FROGS_4 Cluster Filters

tutorial

tool

FROGS_4 Cluster Filters

Context

Once the clusters have been reconstructed, it is absolutely essential to filter these data. Most software do this internally without the user being aware of it, but in FROGS this is a user controlled step.
This step is done in the FROGS_4 Cluster Filters tool

What it does

This tool deletes clusters among conditions enter by user. If an cluster reply to at least 1 criteria, the cluster is deleted.

This tool filters the clusters inside an abundance table according to:

The cluster prevalence: The number of times the cluster is present in the environment, i.e. the number of samples where the cluster must be present.
cluster size: An cluster that is not large enough for a given proportion or count will be removed.
Biggest cluster: Only the X biggest are conserved.
Contaminant:
- from the list of proposition, if cluster sequence matches with phiX (a control added in Illumina sequencing technologies), chloroplastic/mitochondrial 16S of A. Thaliana
- or your own contaminant sequence (a fasta file containing a list of contaminant of your choice).

Once the filters of your choice have been set, the kept clusters are the ones that satisfy into the BIOM input file the specified thresholds. The BIOM abundance table and the fasta file are written again according to the clusters kept. And the clusters discarded are listed in the excluded file.

Command line

v4.1.0

cluster_filters.py --help
usage: cluster_filters.py [-h] [-p NB_CPUS] [--debug] [-v]
                          [--nb-biggest-clusters NB_BIGGEST_CLUSTERS]
                          [-s MIN_SAMPLE_PRESENCE] [-r MIN_REPLICATE_PRESENCE]
                          [--replicate_file REPLICATE_FILE] [-a MIN_ABUNDANCE]
                          --input-biom INPUT_BIOM --input-fasta INPUT_FASTA
                          [--contaminant CONTAMINANT]
                          [--output-biom OUTPUT_BIOM]
                          [--output-fasta OUTPUT_FASTA] [--summary SUMMARY]
                          [--excluded EXCLUDED] [--log-file LOG_FILE]

Filters an abundance file

optional arguments:
  -h, --help            show this help message and exit
  -p NB_CPUS, --nb-cpus NB_CPUS
                        The maximum number of CPUs used. [Default: 1]
  --debug               Keep temporary files to debug program.
  -v, --version         show programs version number and exit

Filters:
  --nb-biggest-clusters NB_BIGGEST_CLUSTERS
                        Number of most abundant clusters you want to keep.
  -s MIN_SAMPLE_PRESENCE, --min-sample-presence MIN_SAMPLE_PRESENCE
                        Keep cluster present in at least this number of
                        samples.
  -r MIN_REPLICATE_PRESENCE, --min-replicate-presence MIN_REPLICATE_PRESENCE
                        Keep cluster present in at least this proportion of
                        replicates in at least one group (please indicate a
                        proportion between 0 and 1).

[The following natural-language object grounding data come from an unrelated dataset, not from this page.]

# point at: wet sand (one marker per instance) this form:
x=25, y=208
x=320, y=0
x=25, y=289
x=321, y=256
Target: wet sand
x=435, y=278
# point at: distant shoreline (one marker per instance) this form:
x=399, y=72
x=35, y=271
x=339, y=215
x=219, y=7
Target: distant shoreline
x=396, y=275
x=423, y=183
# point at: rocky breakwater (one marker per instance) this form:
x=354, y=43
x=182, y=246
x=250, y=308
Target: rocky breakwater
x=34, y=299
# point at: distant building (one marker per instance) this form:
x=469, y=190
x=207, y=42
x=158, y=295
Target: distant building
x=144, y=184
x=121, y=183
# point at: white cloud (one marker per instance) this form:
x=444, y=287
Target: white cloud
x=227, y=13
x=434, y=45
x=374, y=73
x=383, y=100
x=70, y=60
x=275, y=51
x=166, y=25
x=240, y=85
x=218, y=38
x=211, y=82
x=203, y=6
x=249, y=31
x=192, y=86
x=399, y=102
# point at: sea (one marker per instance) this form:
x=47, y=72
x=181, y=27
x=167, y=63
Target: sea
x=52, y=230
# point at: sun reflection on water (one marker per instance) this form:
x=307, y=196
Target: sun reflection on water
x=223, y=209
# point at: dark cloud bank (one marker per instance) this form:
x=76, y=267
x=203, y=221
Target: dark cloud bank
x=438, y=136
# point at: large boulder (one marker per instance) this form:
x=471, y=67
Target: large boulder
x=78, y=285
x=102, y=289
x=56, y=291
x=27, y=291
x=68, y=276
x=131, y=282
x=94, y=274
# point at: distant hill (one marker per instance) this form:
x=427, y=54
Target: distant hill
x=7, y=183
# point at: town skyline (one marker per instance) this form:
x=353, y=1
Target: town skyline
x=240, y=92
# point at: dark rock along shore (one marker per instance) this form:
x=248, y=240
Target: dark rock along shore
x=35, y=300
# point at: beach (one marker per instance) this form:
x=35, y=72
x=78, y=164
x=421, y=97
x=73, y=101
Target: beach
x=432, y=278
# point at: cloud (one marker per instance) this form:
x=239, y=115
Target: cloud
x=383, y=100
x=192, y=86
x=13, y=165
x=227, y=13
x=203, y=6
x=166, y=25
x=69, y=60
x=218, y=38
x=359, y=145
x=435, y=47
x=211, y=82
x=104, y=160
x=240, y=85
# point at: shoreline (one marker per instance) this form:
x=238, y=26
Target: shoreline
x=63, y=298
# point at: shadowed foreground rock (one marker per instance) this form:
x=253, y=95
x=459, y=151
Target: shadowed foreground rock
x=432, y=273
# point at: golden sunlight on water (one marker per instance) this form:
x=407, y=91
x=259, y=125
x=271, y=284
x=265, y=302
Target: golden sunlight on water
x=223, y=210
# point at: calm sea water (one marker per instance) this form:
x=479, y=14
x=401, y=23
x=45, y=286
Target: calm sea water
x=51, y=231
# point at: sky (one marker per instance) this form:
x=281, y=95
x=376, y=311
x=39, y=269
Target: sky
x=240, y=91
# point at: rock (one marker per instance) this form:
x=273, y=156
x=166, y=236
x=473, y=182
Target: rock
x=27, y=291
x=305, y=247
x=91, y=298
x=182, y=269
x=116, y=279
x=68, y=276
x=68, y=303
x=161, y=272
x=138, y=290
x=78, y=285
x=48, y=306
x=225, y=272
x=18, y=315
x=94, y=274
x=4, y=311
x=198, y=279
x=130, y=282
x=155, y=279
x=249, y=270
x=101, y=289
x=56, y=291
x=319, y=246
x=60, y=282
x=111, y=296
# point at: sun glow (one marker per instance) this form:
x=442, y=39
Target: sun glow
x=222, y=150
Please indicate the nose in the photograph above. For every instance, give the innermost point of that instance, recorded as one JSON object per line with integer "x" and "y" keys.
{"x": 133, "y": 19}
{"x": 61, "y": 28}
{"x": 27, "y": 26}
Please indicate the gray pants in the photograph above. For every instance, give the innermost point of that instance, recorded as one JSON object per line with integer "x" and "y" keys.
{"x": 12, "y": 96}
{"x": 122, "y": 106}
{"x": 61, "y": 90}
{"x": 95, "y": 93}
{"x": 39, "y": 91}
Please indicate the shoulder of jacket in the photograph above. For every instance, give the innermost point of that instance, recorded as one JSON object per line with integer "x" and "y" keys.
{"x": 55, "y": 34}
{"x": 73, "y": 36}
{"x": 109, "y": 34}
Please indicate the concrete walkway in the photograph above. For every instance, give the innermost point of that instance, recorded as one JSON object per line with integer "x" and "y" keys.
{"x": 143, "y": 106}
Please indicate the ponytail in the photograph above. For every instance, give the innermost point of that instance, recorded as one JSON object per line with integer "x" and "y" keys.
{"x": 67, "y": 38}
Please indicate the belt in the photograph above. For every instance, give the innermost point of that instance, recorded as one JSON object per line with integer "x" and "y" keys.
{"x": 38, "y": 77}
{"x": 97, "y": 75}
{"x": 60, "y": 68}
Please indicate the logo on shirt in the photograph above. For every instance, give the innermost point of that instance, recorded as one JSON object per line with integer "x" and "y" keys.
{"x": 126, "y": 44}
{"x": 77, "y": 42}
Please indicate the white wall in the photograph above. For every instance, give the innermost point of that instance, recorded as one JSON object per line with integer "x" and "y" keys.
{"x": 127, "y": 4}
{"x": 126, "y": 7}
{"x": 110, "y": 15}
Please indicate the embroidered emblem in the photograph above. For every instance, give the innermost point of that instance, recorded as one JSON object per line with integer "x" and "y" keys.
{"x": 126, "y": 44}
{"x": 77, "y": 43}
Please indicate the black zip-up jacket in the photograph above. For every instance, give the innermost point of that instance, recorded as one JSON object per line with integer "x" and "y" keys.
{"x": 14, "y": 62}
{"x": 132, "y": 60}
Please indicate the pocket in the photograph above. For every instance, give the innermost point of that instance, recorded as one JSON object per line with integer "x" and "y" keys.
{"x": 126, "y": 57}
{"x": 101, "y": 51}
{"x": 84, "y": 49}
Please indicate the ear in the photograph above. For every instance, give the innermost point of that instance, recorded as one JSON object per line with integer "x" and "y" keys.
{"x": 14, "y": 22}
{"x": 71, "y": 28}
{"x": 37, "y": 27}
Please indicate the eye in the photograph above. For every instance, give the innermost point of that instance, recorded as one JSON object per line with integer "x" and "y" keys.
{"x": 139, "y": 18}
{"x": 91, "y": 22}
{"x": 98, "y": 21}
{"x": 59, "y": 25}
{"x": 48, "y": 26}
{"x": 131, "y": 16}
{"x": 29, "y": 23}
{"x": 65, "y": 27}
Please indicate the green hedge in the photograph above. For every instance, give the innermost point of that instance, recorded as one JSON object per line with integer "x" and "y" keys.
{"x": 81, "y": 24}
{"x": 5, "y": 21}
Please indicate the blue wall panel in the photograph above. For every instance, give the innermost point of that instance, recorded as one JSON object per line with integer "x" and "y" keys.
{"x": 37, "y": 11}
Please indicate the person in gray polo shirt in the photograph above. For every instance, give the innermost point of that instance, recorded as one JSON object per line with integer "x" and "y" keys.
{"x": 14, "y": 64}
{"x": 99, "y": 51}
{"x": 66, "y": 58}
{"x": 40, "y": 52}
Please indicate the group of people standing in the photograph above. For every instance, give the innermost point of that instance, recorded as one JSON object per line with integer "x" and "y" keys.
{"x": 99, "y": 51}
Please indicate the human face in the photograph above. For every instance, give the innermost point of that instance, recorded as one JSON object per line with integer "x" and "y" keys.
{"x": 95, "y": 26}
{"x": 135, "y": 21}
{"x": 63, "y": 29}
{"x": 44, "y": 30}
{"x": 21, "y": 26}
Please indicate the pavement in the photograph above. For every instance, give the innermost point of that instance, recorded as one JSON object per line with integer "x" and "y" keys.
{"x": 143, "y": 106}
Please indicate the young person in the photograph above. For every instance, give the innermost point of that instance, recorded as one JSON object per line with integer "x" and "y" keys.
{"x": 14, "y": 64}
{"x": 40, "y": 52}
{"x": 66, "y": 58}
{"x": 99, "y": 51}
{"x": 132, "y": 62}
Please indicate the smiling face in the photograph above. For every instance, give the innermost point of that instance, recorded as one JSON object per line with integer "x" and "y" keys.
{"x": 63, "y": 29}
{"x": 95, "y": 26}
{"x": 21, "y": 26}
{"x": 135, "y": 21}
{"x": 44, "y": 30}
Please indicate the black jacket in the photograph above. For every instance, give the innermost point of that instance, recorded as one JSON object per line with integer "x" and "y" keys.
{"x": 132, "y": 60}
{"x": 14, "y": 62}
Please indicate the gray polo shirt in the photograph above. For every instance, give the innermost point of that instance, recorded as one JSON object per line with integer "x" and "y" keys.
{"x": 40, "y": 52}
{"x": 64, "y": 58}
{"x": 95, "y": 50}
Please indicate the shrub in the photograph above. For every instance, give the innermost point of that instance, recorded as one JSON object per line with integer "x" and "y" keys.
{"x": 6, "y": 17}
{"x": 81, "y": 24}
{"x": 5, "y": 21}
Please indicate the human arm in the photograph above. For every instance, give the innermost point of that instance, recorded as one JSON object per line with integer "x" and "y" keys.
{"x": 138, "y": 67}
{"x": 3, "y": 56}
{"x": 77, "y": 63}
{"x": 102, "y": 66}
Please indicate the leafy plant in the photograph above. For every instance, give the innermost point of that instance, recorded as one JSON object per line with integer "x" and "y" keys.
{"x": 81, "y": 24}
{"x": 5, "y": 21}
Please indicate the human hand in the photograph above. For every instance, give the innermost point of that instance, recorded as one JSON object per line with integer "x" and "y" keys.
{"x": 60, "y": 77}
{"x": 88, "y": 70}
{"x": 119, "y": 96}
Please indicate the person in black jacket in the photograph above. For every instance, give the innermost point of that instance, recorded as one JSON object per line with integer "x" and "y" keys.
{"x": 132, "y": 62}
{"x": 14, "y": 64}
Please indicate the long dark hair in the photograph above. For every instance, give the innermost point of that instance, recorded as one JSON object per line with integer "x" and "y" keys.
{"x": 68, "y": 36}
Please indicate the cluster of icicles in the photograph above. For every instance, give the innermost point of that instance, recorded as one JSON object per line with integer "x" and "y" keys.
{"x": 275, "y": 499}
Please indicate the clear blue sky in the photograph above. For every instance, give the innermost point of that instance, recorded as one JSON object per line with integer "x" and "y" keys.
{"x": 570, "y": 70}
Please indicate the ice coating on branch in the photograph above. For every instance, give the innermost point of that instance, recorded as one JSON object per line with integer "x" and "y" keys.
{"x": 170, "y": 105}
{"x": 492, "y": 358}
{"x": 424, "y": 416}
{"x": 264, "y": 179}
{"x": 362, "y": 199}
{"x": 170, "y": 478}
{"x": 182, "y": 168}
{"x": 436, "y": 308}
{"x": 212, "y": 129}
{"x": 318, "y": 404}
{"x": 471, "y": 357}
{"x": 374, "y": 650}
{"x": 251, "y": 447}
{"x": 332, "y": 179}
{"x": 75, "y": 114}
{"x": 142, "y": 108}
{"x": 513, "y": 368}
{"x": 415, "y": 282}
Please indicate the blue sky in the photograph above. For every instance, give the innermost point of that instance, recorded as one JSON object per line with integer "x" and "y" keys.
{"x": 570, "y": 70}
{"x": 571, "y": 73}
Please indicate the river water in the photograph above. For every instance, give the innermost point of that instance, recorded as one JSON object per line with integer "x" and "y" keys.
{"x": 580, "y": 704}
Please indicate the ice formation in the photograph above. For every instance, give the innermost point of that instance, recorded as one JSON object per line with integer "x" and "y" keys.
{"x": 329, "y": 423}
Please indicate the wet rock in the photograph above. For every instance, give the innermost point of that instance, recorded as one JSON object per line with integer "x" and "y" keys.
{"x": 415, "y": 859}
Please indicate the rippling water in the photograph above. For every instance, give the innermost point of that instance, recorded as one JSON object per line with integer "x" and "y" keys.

Replicates must be
                        defined with --replicate_file REPLICATE FILE
  --replicate_file REPLICATE_FILE
                        Replicate file must be specified if --min-replicate-
                        presence is set. First column of the file must
                        indicate the sample name, and the second column the
                        group name of this replicate. Exemple: TEM1_L0001_R
                        Temoin.
  -a MIN_ABUNDANCE, --min-abundance MIN_ABUNDANCE
                        Minimum percentage/number of sequences, comparing to
                        the total number of sequences, of a cluster (between 0
                        and 1 if percentage desired).

Inputs:
  --input-biom INPUT_BIOM
                        The input BIOM file. (format: BIOM)
  --input-fasta INPUT_FASTA
                        The input FASTA file. (format: FASTA)
  --contaminant CONTAMINANT
                        Use this databank to filter sequence before
                        affiliation. (format: FASTA)

Outputs:
  --output-biom OUTPUT_BIOM
                        The BIOM file output. (format: BIOM) [Default:
                        cluster_filters_abundance.biom]
  --output-fasta OUTPUT_FASTA
                        The FASTA output file. (format: FASTA) [Default:
                        cluster_filters.fasta]
  --summary SUMMARY     The HTML file containing the graphs. [Default:
                        cluster_filters.html]
  --excluded EXCLUDED   The TSV file that summarizes all the clusters
                        discarded. (format: TSV) [Default:
                        cluster_filters_excluded.tsv]
  --log-file LOG_FILE   This output file will contain several information on
                        executed commands.

Example of command line:

cluster_filters.py \
--input-biom remove_chimera.biom \
--input-fasta remove_chimera.fasta \
--min-abundance 0.00005 \
--min-sample-presence 2 \
--output-biom cluster_filters_abundance.biom \
--output-fasta cluster_filters.fasta \
--summary cluster_filters.html

Parameters

1^st criteria : prevalence filter

option 1: exemple

option 2: exemple

How to build the file of replicated sample names ?
The file must consist of only 2 columns, separated by a tab.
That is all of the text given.